Vicente terminó las clases un poco más tarde, era época de pruebas finales y siempre esperaba a sus alumnos un poco más de la cuenta recordando lo inflexibles que eran sus profesores en su época de estudiante. Se había puesto a llover y recordó lo mucho que le gustaba a Paula caminar bajo la lluvia sin chaqueta y que él siempre se lo impedía argumentando que se podía enfermar. Esta vez él se quitó la chaqueta y comenzó a caminar lentamente hacia la laguna, quería inundarse de ella, su olor se parecía al de la tierra mojada por la lluvia, igual de penetrante y tranquilizante, su presencia era igual de refrescante, toda ella igual de indomable. Miles de recuerdos y un inmenso miedo lo invadieron. Él si recordaba los 4 aniversarios desde que vivían juntos, el día en que se conocieron, la ropa que ella usaba, lo primero que ella dijo, lo efusivo de su primer saludo y la mirada tímida con la que el contestó. Él recordaba que cuando la iba a dejar a su casa, un día de lluvia, habían encontrado en el camino a un perro pequeñito, mojado y moribundo, el que ella quiso a penas vio y lo llamó de inmediato Aristóteles, que era el nombre del autor de un libro que él había pedido en la biblioteca. De eso ya iban 9 años y todo era completamente nítido. Recordaba la mañana, recordaba sus rituales, la forma en que hacían el amor, la forma en que reían y cuchicheaban en la cocina mientras cocinaban los domingos en los almuerzos familiares donde estaba la huraña abuela.
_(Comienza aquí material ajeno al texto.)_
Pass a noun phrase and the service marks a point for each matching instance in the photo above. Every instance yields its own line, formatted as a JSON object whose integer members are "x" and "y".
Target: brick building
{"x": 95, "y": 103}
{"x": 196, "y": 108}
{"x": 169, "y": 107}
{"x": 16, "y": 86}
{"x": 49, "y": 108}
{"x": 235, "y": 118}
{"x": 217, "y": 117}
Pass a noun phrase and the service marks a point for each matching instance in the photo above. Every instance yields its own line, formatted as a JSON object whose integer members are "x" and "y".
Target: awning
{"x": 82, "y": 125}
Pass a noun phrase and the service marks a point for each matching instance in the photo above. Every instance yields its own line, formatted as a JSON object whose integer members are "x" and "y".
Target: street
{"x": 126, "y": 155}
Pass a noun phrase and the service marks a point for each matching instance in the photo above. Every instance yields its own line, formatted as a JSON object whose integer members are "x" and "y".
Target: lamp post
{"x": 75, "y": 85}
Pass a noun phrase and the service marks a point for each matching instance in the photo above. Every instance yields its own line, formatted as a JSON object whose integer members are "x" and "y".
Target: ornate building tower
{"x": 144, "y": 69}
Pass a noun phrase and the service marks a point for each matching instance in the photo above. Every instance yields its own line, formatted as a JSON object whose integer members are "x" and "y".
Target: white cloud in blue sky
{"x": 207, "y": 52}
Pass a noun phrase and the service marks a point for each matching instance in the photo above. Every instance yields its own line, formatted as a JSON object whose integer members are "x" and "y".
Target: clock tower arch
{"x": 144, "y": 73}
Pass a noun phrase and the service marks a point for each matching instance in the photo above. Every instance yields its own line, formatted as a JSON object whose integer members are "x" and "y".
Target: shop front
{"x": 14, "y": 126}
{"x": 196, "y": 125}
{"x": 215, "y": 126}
Recordó cuanto la amaba, cuanto temía perderla, cuanto temía dejar de quererla o que ella lo dejara de querer, cuanto temía que los años pasaran y él dejara de ser feliz o hacerle algún daño a ella. Todo era tan hermoso, tan armonioso, tan simple que recordó una frase de Hemingway que algún día leyó y lo identifico “Después de esto no puede haber final feliz”. No quiso pensar en un futuro, sino que se dejó llenar hasta la plétora de pasado, estaba a punto de estallar sin dejar escapar nada. Caminó tres pasos hacia el interior de la laguna y comenzó a llorar, continuó caminado y sintió cuando el agua le pasó las rodillas. Cuando el agua pasó su cintura comenzó a escuchar gritos a su alrededor, seguramente eran sus alumnos presenciando la escena. Aceleró el paso y recordó cada verano que Paula le pidió que aprendiera a nadar, ahora el agua le pasaba el cuello… 1 paso, 2, 3, 4… Dieron las 8:30 y Aristóteles no volvió a ladrar.